No es muy frecuente que en la cartelera cinematográfica de Segovia podamos encontrar películas para adultos, es decir, para espectadores que buscan en el cine además de entretenimiento una mirada al mundo y a la condición humana. Habitualmente las salas están ocupadas por películas infantiles de dibujos animados, por franquicias que repiten la misma fórmula mecánicamente, por películas de terror que apasionan a adolescentes y por comedias, más o menos familiares, en las que difícilmente encontramos originalidad o un gag ingenioso.
Sin embargo, yo sigo yendo al cine. Me gusta ver las películas en las salas y me complace ver que la recepción del cine está llena de gente comprando compulsivamente palomitas, aunque la mayor parte de esas películas sean, desde mi punto de vista, espantosas. Los aficionados sabemos que no hay comparación entre contemplar una película en el cine a verla en la televisión o, como se estila hoy en día, en el ordenador e incluso en el móvil. No me puedo imaginar los elegantes planos generales de Anthony Mann en una pantalla tan diminuta. Ir al cine es una experiencia en la que te sumerges durante un par de horas para olvidarte de la tiranía del móvil.
Pero cuando hablo de días perfectos, no me estoy refiriendo a que el ir al cine lo haga perfecto, aunque es verdad que tiene mucho de placentero. Estoy haciendo mención al título de la última película del director alemán Win Wenders, que sorprendentemente ha llegado a nuestros cines y que todavía está en la cartelera. Hago público mi agradecimiento a los exhibidores por traer películas de este estilo.

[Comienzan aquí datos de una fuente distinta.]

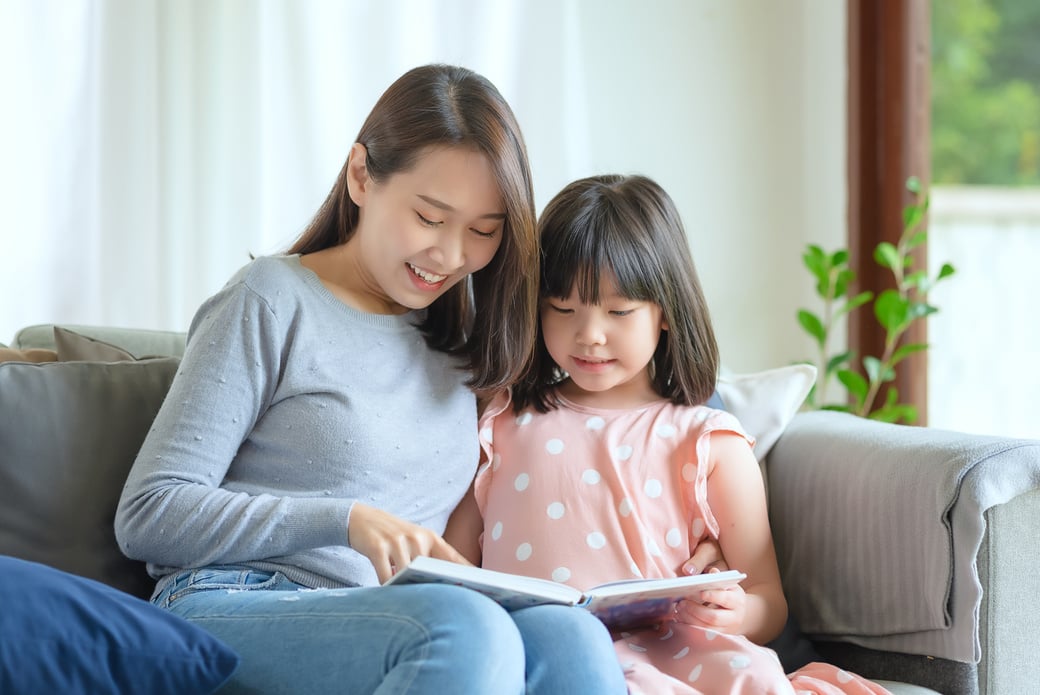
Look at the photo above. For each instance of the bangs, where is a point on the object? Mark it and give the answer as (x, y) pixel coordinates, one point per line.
(600, 246)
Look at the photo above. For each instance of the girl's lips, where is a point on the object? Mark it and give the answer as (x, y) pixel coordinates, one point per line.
(592, 364)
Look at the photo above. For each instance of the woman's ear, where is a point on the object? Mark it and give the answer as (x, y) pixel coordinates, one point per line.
(357, 174)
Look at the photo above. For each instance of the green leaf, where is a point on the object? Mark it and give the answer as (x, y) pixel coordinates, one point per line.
(873, 367)
(886, 255)
(855, 383)
(892, 311)
(812, 326)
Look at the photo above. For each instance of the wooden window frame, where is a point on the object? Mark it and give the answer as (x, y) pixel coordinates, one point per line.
(889, 113)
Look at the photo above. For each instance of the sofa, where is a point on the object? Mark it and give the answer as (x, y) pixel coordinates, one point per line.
(908, 555)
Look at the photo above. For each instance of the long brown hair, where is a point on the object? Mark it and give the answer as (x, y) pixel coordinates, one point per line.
(490, 319)
(626, 228)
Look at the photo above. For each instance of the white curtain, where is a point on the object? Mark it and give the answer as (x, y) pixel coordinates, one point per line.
(148, 147)
(151, 146)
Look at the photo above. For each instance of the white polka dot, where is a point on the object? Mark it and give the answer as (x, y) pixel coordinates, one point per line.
(665, 431)
(673, 538)
(623, 453)
(590, 477)
(739, 661)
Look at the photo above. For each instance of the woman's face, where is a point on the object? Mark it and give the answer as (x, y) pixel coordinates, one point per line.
(421, 231)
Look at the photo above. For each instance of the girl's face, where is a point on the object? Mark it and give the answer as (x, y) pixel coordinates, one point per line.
(421, 231)
(605, 348)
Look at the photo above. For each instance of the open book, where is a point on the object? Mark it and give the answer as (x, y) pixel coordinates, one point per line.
(625, 603)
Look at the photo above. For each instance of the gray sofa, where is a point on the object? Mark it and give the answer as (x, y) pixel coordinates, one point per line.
(909, 555)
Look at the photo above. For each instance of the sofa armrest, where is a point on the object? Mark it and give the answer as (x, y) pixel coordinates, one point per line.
(879, 529)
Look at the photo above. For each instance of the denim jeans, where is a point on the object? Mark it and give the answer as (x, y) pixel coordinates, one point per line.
(427, 639)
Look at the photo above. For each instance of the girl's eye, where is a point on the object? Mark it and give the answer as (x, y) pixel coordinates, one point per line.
(427, 223)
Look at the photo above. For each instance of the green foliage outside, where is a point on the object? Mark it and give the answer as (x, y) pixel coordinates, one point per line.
(986, 92)
(871, 395)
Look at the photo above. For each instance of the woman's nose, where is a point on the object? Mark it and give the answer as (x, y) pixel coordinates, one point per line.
(449, 251)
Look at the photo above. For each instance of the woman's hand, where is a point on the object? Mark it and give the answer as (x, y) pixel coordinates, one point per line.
(721, 610)
(706, 556)
(391, 542)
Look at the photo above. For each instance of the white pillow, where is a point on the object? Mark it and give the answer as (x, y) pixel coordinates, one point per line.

Win Wenders lleva haciendo cine desde 1971. Su primera película se titulaba “El miedo del portero ante el penalti” y es como si esa primera película hubiese condicionado toda su filmografía. Porque sus personajes, con frecuencia, son personas solitarias y lacónicas que buscan el ser felices sin grandes pretensiones. Quien haya visto “París, Texas” no se puede olvidar del largo y maravilloso monólogo de un hombre que, tras una búsqueda por todo el medio oeste americano acompañado de su hijo, encuentra a su esposa. Hace unos años, el director que no se manifiesta creyente, rodó un documental titulado “Francisco, el hombre de la palabra” en el que seguía al Papa por todo el mundo para mostrar la coherencia de su mensaje.
“Días perfectos” habla de encontrar la felicidad en los pequeños detalles. El protagonista es un hombre solitario y callado que trabaja limpiando los aseos públicos en Tokio. Un trabajo que desarrolla con sorprendente delicadeza. Algunos detalles nos hacen comprender que ese estilo de vida ha sido elegido por él y que le hace feliz. Lleva una vida perfectamente ordenada: disfruta haciendo la misma fotografía del sol a través de las ramas de un árbol todos los días con una cámara de las que hay que revelar el carrete, al salir de casa levanta la vista y sonríe, haga el día que haga; siente la satisfacción de leer cada noche y observamos que lo único visible en su casa es una biblioteca; cada fin de semana acude a los baños públicos y come en el mismo restaurante popular; aunque tiene una habitación repleta de objetos, su casa es minimalista. La fugaz presencia de su hermana, que parece rica, contrasta con la sobriedad de su vida.
Durante dos horas el espectador contempla esa vida monótona en la que no pasa nada, pero, a la que el poder hipnótico de las imágenes y una deslumbrante banda sonora, que el protagonista escucha en viejas casetes, dotan de vida. Es un canto a la felicidad cotidiana, al trabajo bien hecho y a los pequeños placeres de la vida relacionados con una buena canción, una buena lectura, sentir la caricia del sol o contemplar a la gente mientras come en un banco del parque.
Win Wenders no hace concesiones, no hay “flash back” que nos cuenten el pasado del protagonista y por qué vive así y sólo unos confusos sueños nos sugieren algo de su vida anterior. La única concesión que nos hace es la relación con una sobrina adolescente que se presenta en su casa y a la que acoge con cariño pero sin sentimentalismos. En el estilo narrativo se nota la influencia del gran maestro japonés Yasujiro Ozu, un cineasta que hizo del minimalismo un estilo y de sus largos planos una forma de acariciar a sus personajes.
Una película admirable que deja al espectador con una sonrisa.